Já vão longe os tempos em que Bernardo
Bertolucci gozava de um prestígio que o colocava entre os grandes diretores do
cinema.
“Os Sonhadores” é um trabalho pequeno, longe
dos recursos ou da aclamação de obras visionárias e audazes como o escandaloso
e brilhante “O Último Tango Em Paris”, ou o oscarizado “O Último Imperador”,
mas guarda todos os elementos autorais e a competência artística que fizeram o
nome de Bertolucci.
É necessário pouco tempo de filme para perceber
que é só por meio de projetos pequenos como este (baixo orçamento, encenação
improvisada, liberdade autoral e pleno domínio criativo do material) que
Bertolucci pode discorrer sobre cinema da forma como gosta: Fosse este um
trabalho de estúdio, e ele teria de moldar muito de sua visão à um esquema mais
restrito, politicamente correto e desprovido da sexualidade que ele por vezes
usa para expressar as pulsões de muitos de seus personagens.
No papel que a revelou para o mundo, a francesa
Eva Green passa boa parte do filme nua em pêlo –e este é só um dos elementos
que certamente seriam alterados se o diretor fizesse o filme nos EUA.
Interessante o fato de que, por mais que a
polêmica ainda discutida e controversa em torno de “O Último Tango Em Paris”

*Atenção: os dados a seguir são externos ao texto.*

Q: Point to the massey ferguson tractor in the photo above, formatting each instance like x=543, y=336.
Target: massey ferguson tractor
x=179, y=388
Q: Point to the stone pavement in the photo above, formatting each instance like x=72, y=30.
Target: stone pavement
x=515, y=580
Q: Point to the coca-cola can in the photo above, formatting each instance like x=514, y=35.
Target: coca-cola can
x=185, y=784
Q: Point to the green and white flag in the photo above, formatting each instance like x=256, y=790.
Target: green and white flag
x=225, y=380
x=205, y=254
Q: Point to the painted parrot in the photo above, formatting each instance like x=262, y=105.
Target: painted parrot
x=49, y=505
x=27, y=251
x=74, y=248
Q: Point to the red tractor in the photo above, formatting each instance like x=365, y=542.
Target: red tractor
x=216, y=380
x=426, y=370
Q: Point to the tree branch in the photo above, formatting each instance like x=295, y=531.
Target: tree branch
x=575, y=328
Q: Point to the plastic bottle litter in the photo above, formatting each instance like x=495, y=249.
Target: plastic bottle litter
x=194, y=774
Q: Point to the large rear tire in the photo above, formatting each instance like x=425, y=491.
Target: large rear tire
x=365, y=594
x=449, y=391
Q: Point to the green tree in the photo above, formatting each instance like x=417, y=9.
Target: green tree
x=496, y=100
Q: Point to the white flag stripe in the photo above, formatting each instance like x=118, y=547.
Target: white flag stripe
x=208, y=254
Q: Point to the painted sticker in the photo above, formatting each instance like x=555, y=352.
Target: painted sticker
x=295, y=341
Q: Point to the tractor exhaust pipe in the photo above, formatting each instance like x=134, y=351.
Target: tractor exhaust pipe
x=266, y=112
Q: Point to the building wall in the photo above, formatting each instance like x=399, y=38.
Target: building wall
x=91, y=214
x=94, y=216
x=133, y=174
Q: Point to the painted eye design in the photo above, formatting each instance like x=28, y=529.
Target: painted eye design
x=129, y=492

(onde Bertolucci e Marlon Brando teriam submetido a jovem Maria Schneider à uma
experiência abusiva durante a famigerada cena da manteiga) não tenha sido
esquecida, Bertolucci continua sendo um diretor que atrai intérpretes
interessados e, sobretudo, suas atrizes –como Eva Green, neste caso –de dispõem
a encarar as audaciosas cenas de nudez e sexo que ele elabora para elas, quando
certamente iriam recusar fazê-las com outros diretores.
Eva interpreta Isabelle uma estudante envolvida
no tumultuado protesto movido por alunos na França, em maio de 1968. Ao lado
dela, Louis Garrel faz seu irmão, Theo, com quem mantém um relacionamento às
raias do incestuoso, espécie de conseqüência da postura contestadora que
assumem. Mas, eis que vem dos EUA o americano Matthew (Michael Pitt) que ao
compor a última ponta desse triângulo amoroso, possibilita ao casal de irmãos
uma certa consumação de sua ideologia emocional e física –os três acabam se
confinando deliberadamente num apartamento, onde ignoram os acontecimentos
exteriores (e tais acontecimentos passam a ser ignorados pela narrativa também que
assume ares mais íntimos e menos engajados), e passam a explorar os limites de
sua convivência, com direto à referências apaixonadas de cinema da parte de seu
diretor, que incluem os clássicos “Band A Part”, de Jean Luc Godard, e “Monstros”,
de Todd Browning.
Lançando um olhar sobre a
juventude de um momento já crepuscular de sua vida, Bertolucci não escapa ao
inevitável de se deixar fascinar pelo corpo nu de Eva Green –ela é, em grande
medida, a justificativa de inúmeras cenas, e o pivô romântico que dá respaldo
ao filme –e deixa evidente a falta de fôlego que lhe acomete para fazer um
filme de mais amplitude (este seria um trabalho completamente diferente se
tivesse sido realizado pelo jovem Bertolucci dos anos 1960 e 70, quando
entregou obras complexas e comprometidas como “O Conformista” e “1900”) tal
como ele chegou a sugerir no seu início; os protestos estudantis, a militâncias,
e tantas outras questões já se acham tão distante na memória que só restou a
Bertolucci tocá-los sutilmente, como pano de fundo de uma história ainda mais
prosaica onde involuntariamente o diretor italiano enfatiza aquilo que ele, por
um longo tempo, renegou: A alienação.